For the purpose of this article, consider that the HDB table "employee_expenditure" holds information about an employee's expenses for every month. In this case, it is necessary to develop a Map Reduce job which reads data from the table and provides the total amount of expenditures for each employee.
Note: An integrated development environment (IDE) environment such as Eclipse is recommended. It will make your life easy because not everyone is an expert in JAVA.
Follow the steps below to to design a MapReduce job to read data from a HDB table:
1. Create a HDB table "employee_expenditure" and populate some data.
CREATE TABLE employee_expenditure (employee_id int, expenditure_amt int, expenditure_month text) DISTRIBUTED RANDOMLY; insert into employee_expenditure values (1, 20000, 'Jan'); insert into employee_expenditure values (2, 10000, 'Jan'); insert into employee_expenditure values (1, 15000, 'Feb'); insert into employee_expenditure values (2, 10000, 'Feb'); insert into employee_expenditure values (3, 500, 'Mar'); insert into employee_expenditure values (1, 20000, 'Mar'); select * from employee_expenditure; employee_id | expenditure_amt | expenditure_month -------------+-----------------+------------------- 1 | 20000 | Jan 2 | 10000 | Jan 1 | 15000 | Feb 2 | 10000 | Feb 3 | 500 | Mar 1 | 20000 | Mar
2. Create a Java Project, let's name it "HAWQMapReduceProgramming". On Eclipse, go to : File > New > Java Project.

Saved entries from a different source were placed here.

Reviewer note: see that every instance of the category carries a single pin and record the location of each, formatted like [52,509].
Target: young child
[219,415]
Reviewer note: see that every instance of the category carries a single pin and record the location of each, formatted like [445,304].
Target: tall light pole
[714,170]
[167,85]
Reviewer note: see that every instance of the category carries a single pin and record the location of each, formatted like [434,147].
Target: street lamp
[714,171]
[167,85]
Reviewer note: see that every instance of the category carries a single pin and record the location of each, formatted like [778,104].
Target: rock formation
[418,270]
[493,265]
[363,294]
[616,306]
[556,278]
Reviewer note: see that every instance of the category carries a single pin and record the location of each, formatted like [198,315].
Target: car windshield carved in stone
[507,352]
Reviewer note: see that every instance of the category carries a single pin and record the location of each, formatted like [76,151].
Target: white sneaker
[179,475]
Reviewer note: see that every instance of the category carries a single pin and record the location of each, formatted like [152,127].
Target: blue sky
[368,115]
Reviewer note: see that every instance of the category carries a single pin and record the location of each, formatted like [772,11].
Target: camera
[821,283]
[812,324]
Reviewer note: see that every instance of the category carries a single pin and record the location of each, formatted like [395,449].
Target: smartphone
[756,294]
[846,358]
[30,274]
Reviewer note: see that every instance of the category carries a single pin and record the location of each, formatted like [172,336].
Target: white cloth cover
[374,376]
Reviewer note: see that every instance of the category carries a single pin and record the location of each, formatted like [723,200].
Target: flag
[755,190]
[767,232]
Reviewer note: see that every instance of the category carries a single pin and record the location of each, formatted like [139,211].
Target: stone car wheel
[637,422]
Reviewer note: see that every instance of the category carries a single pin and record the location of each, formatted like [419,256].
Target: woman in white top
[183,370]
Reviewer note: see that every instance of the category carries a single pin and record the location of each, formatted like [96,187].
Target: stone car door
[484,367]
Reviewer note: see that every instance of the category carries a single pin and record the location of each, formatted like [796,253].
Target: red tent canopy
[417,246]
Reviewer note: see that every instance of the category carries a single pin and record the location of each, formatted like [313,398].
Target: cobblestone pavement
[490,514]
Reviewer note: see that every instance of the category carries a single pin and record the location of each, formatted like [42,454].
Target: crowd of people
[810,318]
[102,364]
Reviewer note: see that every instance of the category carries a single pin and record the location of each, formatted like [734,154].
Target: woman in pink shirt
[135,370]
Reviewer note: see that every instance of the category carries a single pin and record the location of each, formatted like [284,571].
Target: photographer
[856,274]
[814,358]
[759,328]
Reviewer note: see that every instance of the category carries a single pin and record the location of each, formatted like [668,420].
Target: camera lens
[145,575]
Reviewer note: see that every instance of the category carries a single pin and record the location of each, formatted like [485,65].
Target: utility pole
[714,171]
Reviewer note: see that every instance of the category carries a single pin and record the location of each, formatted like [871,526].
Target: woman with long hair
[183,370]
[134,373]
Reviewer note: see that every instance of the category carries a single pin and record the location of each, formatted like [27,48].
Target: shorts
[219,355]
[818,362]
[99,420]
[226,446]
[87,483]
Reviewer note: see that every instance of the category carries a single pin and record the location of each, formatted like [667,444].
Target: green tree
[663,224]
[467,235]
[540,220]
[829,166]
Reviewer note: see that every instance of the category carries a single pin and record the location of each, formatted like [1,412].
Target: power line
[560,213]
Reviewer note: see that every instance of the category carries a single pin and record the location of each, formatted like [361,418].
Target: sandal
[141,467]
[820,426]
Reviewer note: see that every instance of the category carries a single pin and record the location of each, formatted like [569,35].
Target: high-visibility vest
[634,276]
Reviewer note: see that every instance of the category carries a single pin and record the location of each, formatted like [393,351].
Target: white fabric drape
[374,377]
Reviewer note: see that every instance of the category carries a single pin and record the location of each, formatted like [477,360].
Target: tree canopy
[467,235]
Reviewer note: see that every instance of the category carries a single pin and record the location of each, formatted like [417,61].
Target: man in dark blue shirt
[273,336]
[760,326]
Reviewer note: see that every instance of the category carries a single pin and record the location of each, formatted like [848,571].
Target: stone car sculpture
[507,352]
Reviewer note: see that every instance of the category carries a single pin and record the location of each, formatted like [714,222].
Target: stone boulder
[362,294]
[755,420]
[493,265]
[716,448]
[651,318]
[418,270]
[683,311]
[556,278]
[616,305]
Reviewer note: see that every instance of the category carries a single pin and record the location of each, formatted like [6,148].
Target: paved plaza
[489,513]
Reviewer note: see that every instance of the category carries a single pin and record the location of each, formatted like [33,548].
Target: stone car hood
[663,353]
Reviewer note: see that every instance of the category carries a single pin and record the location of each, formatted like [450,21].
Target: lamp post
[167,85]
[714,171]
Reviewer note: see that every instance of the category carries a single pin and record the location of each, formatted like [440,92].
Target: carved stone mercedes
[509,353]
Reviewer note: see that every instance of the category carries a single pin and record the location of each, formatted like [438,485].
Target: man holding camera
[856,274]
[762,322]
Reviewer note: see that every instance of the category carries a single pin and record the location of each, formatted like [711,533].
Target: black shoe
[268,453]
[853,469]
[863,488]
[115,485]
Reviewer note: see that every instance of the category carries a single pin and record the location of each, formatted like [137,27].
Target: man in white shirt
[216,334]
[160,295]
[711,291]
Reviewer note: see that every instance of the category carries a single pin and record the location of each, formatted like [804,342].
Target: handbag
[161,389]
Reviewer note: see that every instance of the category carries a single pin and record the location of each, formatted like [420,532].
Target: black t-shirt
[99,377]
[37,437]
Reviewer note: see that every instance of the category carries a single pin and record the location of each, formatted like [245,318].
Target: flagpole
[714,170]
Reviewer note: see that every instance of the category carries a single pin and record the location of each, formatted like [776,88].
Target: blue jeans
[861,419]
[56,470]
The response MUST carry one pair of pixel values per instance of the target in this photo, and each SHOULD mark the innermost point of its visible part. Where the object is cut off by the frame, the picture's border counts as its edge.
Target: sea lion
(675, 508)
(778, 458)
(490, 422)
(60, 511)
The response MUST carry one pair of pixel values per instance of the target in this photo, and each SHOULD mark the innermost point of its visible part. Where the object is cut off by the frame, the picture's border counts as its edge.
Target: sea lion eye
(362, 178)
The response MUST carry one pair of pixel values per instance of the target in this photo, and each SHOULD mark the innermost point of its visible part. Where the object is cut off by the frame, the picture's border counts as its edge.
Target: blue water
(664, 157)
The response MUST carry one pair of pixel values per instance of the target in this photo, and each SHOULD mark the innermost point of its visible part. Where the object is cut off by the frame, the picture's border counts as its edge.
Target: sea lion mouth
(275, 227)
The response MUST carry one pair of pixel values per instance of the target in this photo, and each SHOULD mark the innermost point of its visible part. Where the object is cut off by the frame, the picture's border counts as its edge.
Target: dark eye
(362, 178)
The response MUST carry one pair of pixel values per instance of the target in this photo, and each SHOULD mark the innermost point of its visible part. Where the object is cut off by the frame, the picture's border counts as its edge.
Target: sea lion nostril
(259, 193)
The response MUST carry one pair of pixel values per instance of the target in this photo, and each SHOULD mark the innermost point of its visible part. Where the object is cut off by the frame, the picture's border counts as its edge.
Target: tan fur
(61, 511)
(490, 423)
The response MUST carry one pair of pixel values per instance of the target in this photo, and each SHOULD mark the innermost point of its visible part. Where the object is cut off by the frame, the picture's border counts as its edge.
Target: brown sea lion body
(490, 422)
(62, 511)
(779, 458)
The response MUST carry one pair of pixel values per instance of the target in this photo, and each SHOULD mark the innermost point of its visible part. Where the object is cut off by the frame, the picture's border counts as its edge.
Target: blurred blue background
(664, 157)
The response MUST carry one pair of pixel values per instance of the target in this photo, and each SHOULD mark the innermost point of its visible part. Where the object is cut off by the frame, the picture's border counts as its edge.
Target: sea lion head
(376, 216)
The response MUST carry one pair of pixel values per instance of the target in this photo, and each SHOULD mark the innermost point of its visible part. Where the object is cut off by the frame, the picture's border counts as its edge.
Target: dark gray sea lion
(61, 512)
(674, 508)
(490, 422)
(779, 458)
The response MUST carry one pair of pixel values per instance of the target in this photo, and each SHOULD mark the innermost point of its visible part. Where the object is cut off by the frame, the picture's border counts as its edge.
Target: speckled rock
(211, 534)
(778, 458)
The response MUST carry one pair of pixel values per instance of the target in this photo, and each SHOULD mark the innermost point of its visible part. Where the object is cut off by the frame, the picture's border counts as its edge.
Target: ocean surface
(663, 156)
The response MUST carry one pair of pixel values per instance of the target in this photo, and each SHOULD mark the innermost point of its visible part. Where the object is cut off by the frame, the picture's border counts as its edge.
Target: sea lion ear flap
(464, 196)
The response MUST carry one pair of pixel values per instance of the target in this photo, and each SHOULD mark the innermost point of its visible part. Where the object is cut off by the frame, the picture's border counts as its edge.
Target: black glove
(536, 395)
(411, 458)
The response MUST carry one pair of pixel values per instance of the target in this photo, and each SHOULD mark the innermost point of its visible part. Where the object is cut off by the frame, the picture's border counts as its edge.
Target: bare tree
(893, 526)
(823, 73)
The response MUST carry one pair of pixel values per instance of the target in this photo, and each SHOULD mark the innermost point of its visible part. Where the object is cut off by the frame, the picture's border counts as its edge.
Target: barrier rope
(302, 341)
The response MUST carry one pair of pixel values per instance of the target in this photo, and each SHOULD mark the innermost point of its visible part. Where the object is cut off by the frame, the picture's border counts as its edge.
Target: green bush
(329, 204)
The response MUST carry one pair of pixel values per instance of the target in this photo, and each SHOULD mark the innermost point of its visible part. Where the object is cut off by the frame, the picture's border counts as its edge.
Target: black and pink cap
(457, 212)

3. Create a folder named "lib", this folder will hold all the required Hadoop jar's for the Map Reduce Program. On Eclipse, go to: File > New > Folder.
4. Import all the required libraries to the "lib" folder from your local filesystem. We need the below jars.
/usr/lib/gphd/hadoop/ /usr/lib/gphd/hadoop/lib
5. Create a package, let's say com.HAWQMapReduce.apps, under which we will create the required class. It is good practice to put all the required classes into a package. On Eclipse, go to: File > New > Package.
6. Create a Java Class, let's say AggregatedExpenditure, under the package com.HAWQMapReduce.apps.
7. Write Map Reduce code to implement aggregation of the expenditure made by each employee respectively.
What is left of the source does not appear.